Por otra parte, la concepción cristiana y religiosa en general acerca de lo que denominan “Dios” es criticable desde sus mis-mas raíces en cuanto el concepto de ese supuesto ser como una realidad dotada de cualidades como la inteligencia, la voluntad, los sentimientos y cualquier forma de actividad, es antropomór-fico y, por lo tanto, incompatible con la idea de perfección tal como se ha analizado. Pues, efectivamente, si el concepto de ese Dios va ligado a la cualidad de la perfección en el sentido de tratarse de un ser autosuficiente y en posesión plena de todas las cualidades positivas que puedan imaginarse, una consecuencia de dicha perfección sería la de que ese supuesto ser perfecto, “Dios”, sería un ser totalmente pasivo en cuanto todo fin, relacionado con la consecución de una mayor perfección, lo posee-ría desde siempre y no tendría ya ningún objetivo hacia el cual tender o moverse, de forma que permanecería en una absoluta y perfecta quietud. En este sentido, si el Dios aristotélico todavía conservaba cierto nivel de antropomorfismo en cuanto, a pesar de que su perfección le hacía permanecer alejado de los asuntos del Universo y del ser humano, todavía conservaba cierta forma de actividad consistente en la de carácter intelectual ejercida sobre sí mismo: Dios era “nóesis noéseos”, pensamiento de su propio ser pensante. Pero el ser perfecto de la Lógica, aceptando que tuviera algún sentido hablar de él como realidad sustantiva, sería incompatible incluso con tal actividad intelectual, defendida por el propio Aristóteles, y con cualquier otra. En resumidas cuentas la idea de un ser perfecto en un sentido absoluto implicaría su absoluta inmovilidad, pues todo movimiento equivale, según la terminología aristotélica, al “paso de la potencia al acto”, pero, como ese ser perfecto sería acto puro, al no encontrarse en potencia respecto a ninguna perfección, cualquier movimiento o cambio producido en él, implicaría una disminución de tal perfección. 

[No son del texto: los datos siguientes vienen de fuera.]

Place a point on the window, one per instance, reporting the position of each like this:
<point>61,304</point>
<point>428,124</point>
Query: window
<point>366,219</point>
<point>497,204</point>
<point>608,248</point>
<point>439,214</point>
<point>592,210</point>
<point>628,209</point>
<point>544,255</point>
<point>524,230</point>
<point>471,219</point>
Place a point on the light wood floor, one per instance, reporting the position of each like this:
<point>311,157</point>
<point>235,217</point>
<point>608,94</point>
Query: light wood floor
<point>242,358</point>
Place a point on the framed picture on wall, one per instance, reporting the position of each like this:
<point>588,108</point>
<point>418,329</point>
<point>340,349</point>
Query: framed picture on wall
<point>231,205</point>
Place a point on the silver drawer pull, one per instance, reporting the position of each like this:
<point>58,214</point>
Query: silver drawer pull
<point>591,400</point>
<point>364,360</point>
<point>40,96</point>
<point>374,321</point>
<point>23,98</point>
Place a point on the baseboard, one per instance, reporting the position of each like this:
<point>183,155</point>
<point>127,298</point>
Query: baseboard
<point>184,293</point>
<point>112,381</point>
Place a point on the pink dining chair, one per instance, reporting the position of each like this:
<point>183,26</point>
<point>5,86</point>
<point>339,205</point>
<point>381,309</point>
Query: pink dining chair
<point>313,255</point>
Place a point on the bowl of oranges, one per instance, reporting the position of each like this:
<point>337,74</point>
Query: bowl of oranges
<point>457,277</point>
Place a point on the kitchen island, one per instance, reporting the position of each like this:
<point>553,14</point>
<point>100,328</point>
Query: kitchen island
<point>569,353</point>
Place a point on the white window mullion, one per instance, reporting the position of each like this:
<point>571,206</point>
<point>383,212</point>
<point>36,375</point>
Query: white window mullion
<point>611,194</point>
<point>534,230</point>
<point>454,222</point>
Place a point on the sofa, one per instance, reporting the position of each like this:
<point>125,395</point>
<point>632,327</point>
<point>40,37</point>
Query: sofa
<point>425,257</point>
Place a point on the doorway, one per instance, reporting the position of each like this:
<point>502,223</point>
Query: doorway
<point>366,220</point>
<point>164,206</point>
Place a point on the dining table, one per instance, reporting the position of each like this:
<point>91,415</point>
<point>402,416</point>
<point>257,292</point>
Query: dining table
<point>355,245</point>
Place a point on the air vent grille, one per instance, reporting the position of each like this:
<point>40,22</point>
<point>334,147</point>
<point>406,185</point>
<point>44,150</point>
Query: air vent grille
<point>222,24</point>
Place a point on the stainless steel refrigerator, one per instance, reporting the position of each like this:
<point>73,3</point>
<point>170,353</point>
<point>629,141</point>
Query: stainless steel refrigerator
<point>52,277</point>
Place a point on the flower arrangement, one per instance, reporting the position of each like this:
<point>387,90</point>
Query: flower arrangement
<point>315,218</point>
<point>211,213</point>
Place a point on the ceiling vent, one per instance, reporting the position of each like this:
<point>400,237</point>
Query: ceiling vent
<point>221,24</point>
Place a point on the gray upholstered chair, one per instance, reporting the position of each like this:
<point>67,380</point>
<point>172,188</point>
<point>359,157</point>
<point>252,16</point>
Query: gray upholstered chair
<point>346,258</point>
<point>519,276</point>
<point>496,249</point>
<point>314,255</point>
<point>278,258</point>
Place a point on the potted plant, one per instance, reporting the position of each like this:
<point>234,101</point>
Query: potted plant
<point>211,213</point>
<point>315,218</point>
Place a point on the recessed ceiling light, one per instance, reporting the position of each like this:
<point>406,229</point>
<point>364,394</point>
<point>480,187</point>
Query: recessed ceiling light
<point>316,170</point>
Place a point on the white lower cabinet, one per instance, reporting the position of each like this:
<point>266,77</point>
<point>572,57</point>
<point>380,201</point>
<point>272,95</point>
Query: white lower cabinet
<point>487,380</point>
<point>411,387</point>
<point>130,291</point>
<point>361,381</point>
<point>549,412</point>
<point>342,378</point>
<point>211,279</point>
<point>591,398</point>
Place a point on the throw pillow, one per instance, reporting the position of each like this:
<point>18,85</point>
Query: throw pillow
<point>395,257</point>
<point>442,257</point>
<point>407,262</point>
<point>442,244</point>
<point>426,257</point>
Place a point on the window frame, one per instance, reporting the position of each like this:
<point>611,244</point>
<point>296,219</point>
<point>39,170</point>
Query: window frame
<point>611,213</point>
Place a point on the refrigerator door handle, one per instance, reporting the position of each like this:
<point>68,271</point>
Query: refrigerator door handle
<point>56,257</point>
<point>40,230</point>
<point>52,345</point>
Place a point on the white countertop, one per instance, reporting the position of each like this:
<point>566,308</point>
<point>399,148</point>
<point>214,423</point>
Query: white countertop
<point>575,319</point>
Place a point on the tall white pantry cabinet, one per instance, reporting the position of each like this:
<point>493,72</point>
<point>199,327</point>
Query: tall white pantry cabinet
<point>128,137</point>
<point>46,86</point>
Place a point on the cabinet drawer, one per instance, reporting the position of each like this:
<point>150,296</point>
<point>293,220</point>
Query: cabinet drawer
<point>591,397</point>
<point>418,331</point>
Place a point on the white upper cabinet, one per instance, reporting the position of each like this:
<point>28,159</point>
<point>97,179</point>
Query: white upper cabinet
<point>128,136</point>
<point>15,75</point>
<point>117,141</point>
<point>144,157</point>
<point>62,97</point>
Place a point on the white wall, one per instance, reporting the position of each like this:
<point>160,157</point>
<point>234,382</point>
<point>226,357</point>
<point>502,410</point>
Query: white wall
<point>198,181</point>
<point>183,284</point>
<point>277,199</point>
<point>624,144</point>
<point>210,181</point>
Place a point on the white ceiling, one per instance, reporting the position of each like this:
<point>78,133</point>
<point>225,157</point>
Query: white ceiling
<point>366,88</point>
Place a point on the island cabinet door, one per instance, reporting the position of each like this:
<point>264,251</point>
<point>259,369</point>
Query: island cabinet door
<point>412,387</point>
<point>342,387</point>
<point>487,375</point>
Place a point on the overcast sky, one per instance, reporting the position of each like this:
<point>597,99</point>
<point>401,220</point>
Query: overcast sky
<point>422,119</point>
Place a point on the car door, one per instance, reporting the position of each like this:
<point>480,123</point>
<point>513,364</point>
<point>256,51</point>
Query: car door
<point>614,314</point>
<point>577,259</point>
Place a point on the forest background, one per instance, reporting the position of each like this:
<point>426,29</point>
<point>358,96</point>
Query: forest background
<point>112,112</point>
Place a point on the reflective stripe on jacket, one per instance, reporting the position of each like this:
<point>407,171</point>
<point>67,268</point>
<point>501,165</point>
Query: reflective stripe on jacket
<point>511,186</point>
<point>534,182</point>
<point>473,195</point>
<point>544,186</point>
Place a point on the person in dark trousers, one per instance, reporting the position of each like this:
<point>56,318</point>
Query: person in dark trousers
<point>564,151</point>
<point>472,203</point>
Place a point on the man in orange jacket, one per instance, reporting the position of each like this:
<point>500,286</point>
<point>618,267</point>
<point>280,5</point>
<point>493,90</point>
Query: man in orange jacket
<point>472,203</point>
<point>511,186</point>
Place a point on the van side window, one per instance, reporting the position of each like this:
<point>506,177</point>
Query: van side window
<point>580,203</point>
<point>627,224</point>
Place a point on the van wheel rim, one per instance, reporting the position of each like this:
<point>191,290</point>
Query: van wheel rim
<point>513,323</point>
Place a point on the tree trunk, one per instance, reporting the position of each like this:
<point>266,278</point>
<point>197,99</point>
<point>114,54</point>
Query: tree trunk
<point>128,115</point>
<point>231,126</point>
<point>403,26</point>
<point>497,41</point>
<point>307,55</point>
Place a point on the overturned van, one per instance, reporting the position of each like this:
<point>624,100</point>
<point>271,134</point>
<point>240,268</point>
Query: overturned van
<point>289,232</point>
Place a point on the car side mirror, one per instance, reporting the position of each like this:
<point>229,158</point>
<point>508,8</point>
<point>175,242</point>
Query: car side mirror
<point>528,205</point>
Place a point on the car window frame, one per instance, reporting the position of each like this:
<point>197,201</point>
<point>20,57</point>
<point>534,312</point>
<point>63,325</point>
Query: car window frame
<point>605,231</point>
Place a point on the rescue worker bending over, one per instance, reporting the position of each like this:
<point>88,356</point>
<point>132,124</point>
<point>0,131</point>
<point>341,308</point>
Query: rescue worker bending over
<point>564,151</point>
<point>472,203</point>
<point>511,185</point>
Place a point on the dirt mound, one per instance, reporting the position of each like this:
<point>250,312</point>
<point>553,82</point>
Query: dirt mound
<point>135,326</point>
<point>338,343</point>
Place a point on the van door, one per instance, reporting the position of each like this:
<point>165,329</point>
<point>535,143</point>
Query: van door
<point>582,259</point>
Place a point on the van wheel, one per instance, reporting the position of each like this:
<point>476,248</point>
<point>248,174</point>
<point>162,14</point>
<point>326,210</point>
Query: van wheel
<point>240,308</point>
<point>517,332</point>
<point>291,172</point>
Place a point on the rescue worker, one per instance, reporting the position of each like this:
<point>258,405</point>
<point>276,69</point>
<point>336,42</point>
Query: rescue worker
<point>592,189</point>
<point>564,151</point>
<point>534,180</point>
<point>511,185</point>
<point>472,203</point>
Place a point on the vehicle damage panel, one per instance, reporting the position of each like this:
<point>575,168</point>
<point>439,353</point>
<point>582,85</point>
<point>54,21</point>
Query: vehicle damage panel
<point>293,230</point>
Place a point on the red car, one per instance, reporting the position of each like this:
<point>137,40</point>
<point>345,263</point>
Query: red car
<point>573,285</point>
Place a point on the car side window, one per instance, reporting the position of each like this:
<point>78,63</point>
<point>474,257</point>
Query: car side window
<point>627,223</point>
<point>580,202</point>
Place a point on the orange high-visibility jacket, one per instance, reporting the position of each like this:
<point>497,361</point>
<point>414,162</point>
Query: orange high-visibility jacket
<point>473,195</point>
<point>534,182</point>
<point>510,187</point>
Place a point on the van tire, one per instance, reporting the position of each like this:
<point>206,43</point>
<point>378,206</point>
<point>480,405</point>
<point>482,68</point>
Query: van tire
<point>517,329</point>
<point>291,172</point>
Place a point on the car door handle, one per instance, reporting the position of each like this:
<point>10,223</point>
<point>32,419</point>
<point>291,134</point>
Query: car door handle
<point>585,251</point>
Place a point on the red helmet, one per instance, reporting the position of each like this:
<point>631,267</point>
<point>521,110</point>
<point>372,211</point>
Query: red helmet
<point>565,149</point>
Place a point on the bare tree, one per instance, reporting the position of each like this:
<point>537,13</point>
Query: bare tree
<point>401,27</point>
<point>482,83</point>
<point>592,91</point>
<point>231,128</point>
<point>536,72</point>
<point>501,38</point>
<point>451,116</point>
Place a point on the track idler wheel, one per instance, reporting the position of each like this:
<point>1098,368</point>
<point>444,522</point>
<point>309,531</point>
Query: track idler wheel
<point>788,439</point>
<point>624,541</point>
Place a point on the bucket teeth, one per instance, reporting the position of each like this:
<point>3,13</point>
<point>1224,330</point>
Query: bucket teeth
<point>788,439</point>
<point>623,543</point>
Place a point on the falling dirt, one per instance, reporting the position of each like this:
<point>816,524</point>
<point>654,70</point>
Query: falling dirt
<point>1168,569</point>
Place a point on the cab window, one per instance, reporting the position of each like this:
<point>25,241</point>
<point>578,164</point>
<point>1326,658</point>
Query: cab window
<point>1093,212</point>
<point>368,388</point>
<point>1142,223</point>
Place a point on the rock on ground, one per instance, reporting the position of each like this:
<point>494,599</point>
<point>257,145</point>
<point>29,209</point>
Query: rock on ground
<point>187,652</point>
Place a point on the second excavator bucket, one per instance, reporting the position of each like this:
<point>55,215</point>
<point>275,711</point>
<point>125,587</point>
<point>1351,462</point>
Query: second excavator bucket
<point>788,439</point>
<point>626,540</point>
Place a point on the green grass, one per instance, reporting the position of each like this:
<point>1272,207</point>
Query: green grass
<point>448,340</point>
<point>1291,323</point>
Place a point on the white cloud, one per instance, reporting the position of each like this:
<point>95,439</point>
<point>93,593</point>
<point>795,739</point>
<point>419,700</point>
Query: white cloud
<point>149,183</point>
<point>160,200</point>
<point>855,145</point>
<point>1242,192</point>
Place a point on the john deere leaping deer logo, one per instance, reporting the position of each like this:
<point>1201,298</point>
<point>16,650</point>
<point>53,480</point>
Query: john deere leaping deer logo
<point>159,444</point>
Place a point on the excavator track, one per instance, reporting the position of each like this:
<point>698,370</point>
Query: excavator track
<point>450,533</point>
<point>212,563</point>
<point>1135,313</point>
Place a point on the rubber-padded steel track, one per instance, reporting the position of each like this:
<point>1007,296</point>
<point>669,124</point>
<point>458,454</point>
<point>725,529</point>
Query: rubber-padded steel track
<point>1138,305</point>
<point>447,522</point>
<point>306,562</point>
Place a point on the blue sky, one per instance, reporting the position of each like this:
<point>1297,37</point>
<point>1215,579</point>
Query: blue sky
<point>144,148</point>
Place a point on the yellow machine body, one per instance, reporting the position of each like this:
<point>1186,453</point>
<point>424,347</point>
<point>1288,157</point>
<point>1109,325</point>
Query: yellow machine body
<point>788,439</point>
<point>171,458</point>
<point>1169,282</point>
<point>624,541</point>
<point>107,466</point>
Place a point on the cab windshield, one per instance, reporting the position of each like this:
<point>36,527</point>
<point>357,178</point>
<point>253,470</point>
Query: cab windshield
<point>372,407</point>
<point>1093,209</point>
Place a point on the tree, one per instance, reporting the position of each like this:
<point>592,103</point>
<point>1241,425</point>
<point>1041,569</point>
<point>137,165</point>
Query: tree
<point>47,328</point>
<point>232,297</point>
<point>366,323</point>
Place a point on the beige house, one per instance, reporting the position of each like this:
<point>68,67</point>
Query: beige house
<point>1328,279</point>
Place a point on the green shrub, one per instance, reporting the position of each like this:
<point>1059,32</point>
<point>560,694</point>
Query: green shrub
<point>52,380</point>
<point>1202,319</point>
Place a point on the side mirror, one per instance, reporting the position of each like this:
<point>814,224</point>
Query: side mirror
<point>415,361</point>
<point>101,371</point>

Por ello y como consecuencia de lo anterior, la idea de Dios como ser perfecto sería incompatible, entre otras cosas, con la visión de Dios como creador del Universo, pues, efectivamente, tal creación sólo habría podido ser el resultado de un deseo o acto de voluntad relacionado con la carencia previa del bien deseado, lo cual implicaría una contradicción por la falta de perfección en aquel ser que desde el supuesto inicial se consideraba perfecto, mientras que la perfección de dicho ser implicaría la posesión o identificación con todo bien imaginable, por lo que, al no carecer de ninguno, su hipotética actividad creadora carecería de sentido. Por lo mismo, en cuanto Dios, por identificarse con la perfección, ya nada podría desear –y mucho menos si se tiene en cuenta que el deseo presupone la necesidad de aquello que se desea y, por lo mismo, la carencia de tal realidad-, nada podría decidir, en cuanto la decisión es consecuencia del deseo y en cuanto donde no hay deseo no puede haber decisión, y, no habiendo decisión, tampoco podría haber acción.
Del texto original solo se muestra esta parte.